17 Millionen Gartenbesucher jährlich
Doch schon damals wurden Gärten besichtigt, sie waren Teil der Kavalierstour wie die Gemäldegalerien der Herrenhäuser. Kein Reisender, kein Reiseführer, der die englischen Parks nicht pries, von Fürst von Pückler-Muskau bis Günter Kunert, von Johanna Schopenhauer bis Henry James. Heute wird es schon etwas eng in manchen Gärten. In Sissinghurst gibt es timed tickets, zeitlich begrenzten Eintritt. Und die Zahl der Menschen, die Grünanlagen besuchen, wächst doppelt so schnell wie die der Besucher von Museen und historischen Sehenswürdigkeiten. Derzeit werden jährlich rund 17 Millionen Gartenbesucher registriert. Zu diesem neuen Furor hortensis hat, neben dem National Trust, noch eine andere Privatinitiative wesentlich beigetragen, das National Gardens Scheme.

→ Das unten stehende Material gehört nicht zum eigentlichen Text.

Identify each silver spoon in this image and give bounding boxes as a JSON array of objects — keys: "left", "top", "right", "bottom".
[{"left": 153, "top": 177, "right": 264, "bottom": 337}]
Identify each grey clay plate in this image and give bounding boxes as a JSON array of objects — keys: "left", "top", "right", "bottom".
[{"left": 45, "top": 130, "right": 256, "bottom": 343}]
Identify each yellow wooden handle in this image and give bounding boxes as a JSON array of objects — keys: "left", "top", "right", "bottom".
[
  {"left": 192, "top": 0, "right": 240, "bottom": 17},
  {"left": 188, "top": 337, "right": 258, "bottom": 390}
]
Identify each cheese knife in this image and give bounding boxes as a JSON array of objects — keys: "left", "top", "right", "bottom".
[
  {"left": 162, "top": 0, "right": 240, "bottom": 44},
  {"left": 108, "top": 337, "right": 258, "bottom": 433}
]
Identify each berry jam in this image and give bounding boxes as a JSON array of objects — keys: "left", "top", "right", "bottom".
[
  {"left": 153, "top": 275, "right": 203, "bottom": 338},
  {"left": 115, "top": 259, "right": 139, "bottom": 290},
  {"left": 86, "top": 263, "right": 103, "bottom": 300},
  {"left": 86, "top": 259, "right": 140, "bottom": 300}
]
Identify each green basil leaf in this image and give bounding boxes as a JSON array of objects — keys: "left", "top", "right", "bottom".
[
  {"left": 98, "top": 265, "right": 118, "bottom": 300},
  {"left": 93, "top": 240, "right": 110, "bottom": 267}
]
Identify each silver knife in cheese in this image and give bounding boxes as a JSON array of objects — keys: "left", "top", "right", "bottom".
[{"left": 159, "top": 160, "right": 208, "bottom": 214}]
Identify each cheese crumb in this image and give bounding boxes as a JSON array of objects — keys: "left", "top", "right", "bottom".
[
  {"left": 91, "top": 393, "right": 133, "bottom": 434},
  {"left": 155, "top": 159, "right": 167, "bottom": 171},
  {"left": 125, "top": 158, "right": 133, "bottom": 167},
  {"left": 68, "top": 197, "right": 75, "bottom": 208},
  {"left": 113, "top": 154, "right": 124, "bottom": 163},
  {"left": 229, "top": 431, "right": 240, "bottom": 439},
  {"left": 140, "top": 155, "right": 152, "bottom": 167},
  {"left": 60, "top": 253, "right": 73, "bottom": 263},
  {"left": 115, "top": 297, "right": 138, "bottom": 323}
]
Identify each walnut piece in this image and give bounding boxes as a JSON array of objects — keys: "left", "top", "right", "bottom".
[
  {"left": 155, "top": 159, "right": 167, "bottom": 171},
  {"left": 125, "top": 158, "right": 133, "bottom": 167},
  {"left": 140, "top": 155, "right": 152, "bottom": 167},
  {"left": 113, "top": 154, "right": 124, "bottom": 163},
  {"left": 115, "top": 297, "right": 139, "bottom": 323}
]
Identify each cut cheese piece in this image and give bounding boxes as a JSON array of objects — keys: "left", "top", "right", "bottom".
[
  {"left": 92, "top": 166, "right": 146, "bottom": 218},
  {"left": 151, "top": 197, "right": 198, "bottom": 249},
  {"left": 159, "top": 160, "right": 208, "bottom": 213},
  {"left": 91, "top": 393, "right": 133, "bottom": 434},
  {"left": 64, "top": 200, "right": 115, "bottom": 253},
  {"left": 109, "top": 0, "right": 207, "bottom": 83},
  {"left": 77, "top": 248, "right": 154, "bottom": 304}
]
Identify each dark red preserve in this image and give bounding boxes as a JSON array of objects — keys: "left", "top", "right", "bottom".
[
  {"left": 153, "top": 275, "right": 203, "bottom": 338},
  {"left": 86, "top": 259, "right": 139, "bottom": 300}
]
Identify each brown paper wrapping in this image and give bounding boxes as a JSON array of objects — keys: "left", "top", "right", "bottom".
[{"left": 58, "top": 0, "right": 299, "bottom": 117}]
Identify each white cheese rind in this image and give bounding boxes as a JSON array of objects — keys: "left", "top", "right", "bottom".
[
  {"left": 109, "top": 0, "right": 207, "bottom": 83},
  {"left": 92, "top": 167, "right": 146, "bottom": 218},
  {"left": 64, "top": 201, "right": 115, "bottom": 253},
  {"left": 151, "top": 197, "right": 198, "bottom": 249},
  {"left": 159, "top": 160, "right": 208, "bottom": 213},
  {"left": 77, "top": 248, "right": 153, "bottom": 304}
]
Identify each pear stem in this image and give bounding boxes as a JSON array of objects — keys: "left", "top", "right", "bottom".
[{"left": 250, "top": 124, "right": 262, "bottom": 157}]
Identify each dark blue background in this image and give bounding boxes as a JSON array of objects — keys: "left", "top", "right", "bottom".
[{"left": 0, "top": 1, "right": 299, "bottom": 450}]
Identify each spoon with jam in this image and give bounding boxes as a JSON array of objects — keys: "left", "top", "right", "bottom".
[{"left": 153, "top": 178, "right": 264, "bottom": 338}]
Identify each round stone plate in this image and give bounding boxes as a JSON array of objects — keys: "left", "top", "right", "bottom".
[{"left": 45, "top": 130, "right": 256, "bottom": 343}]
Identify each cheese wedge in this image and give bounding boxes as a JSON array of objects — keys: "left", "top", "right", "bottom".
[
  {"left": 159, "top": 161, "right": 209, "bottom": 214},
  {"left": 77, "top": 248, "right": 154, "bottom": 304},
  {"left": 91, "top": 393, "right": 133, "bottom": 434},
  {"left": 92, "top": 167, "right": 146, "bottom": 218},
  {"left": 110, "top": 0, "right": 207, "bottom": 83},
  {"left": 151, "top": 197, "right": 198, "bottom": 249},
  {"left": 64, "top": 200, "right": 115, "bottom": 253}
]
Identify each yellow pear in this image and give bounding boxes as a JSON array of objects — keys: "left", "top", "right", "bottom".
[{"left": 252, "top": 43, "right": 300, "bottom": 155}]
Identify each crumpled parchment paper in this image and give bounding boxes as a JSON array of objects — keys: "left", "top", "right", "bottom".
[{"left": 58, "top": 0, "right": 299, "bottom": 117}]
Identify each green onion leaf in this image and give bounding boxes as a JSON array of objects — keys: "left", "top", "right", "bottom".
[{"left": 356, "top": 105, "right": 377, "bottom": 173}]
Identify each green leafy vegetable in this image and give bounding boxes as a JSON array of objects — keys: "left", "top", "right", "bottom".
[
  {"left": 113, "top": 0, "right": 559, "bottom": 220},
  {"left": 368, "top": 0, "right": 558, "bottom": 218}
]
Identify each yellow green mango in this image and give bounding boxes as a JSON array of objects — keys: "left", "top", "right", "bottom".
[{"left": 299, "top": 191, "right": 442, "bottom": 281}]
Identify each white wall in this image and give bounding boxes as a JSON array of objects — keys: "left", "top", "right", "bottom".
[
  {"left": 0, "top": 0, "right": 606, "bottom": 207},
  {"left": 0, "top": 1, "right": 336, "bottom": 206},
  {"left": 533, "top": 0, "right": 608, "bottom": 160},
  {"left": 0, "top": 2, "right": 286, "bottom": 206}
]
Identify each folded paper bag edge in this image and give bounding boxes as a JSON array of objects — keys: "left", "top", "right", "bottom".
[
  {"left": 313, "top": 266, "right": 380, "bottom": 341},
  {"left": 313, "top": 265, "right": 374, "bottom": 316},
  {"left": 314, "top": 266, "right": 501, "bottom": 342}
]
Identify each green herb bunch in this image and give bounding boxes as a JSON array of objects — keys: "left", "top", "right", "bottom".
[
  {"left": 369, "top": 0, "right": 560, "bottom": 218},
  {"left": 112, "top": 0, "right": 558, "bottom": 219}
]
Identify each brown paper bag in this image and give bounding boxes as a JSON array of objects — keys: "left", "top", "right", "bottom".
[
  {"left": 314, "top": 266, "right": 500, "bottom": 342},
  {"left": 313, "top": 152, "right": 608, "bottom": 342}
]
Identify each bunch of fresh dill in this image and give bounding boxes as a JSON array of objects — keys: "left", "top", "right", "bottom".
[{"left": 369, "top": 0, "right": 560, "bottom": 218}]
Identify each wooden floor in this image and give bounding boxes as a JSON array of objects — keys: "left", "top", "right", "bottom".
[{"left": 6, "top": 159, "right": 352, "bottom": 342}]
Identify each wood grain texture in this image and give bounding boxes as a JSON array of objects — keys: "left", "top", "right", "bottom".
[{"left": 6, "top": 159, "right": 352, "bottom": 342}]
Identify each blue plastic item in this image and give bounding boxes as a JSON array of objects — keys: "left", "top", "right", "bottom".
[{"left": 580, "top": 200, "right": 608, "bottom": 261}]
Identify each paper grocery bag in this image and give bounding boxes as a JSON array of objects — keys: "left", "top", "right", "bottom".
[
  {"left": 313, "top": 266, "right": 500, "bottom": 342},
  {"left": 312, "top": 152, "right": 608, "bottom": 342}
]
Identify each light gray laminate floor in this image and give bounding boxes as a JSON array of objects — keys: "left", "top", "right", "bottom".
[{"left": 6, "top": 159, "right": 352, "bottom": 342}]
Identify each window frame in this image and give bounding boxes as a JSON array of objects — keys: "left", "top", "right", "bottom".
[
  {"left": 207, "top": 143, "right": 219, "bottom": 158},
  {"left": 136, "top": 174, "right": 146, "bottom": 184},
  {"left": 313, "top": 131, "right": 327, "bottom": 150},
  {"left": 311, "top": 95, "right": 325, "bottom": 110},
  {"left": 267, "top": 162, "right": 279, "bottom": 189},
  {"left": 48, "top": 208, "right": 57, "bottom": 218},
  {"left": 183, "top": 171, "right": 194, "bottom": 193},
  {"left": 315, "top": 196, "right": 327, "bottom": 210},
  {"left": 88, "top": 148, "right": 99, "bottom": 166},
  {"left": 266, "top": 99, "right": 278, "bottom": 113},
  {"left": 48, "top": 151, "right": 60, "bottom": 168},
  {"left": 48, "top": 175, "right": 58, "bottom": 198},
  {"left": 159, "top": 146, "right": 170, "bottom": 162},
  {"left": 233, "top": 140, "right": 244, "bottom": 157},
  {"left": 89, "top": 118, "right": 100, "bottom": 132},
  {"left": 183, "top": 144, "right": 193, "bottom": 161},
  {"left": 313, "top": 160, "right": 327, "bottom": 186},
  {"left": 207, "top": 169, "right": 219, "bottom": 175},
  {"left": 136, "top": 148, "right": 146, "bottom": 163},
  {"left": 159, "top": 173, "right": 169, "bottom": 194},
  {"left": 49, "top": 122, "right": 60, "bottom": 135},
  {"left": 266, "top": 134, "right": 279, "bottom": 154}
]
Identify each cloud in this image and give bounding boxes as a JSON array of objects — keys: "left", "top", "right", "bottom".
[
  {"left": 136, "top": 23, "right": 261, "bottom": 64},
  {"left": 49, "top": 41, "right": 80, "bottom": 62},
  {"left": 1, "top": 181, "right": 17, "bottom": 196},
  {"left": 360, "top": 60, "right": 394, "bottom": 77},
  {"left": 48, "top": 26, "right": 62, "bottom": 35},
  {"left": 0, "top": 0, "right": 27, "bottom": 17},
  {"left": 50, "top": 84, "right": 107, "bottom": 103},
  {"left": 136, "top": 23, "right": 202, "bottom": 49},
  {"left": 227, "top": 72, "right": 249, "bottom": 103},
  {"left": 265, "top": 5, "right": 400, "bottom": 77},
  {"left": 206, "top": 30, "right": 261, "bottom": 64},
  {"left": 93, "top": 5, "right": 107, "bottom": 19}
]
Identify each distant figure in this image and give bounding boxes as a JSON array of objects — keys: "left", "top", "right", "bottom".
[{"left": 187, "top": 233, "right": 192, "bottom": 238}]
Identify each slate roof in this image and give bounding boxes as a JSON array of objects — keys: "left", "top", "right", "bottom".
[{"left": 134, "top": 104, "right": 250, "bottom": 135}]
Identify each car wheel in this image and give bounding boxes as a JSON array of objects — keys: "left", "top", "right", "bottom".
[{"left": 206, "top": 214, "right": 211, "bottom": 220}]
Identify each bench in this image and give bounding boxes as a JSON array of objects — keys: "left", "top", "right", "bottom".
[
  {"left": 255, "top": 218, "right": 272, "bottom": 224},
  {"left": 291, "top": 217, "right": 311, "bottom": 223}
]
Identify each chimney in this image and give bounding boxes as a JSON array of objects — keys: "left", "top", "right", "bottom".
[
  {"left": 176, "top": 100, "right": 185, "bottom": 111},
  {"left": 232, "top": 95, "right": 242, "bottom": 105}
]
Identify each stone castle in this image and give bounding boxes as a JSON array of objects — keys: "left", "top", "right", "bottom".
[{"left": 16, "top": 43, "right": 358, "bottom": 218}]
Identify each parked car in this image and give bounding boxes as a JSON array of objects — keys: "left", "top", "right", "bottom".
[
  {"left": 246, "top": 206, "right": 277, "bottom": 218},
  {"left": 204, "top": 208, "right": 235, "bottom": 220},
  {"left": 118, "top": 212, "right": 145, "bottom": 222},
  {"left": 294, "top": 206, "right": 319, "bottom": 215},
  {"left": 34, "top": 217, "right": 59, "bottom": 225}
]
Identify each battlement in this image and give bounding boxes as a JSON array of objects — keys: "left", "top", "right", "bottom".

Garden visiting is a serious sport Unter diesem Zeichen finden sich Tausende von Engländern bereit, an bestimmten Tagen des Jahres ihre Privatgärten besichtigen zu lassen. Garden visiting ist unter Engländern a serious sport. Punkte sammelt nicht, wer Ableger klaut, sondern wer einen Garten besucht, der nur an einem einzigen Nachmittag im Jahr geöffnet ist, besser noch: zum ersten Mal überhaupt. Solche Trouvaillen findet man im Yellow Book, dem dottergelben, alljährlich aktualisierten Adressbuch des National Gardens Scheme. Rund 3500 Privatgärten gehören inzwischen dazu. Manche der schönsten Gärten allerdings sind nicht einmal dort verzeichnet. Denn das Yellow Book ist auch ein beliebtes Handbuch für Diebe. Sollte dieses Werk Sie eines Tages auch nach Bramfield führen, ein Dorf in Suffolk, dann wundern Sie sich nicht über die wellenförmige Backsteinmauer, die wie ein Betrunkener neben der Straße herläuft. Solche crinkle-crankle walls waren eine Mode in Suffolker Gärten des 18. und 19. Jahrhunderts. In den Nischen dieser Serpentinenmauern finden Obstbäume und Blumen Schutz und zusätzliche Wärme. Der Crinkle-Crankle Wall gegenüber liegt die Kirche von Bramfield. Wer nun dem Schöpfer aller Gärten auf seinen Knien dankt, der kniet dort fast schon im Paradies: auf grünen, blühenden kneelers, wiesenweichen Kniekissen, von den frommen Gärtnerinnen des Dorfes bestickt mit lauter Blumen, mit Narzissen, Rosen, Mohn und Margeriten, mit Geißblatt und Veilchen. Wir sind aus einem Garten vertrieben, so erzählt es die biblische Geschichte. Seither suchen wir das Paradies. Auf dem Weg dorthin gibt es die englischen Gärten.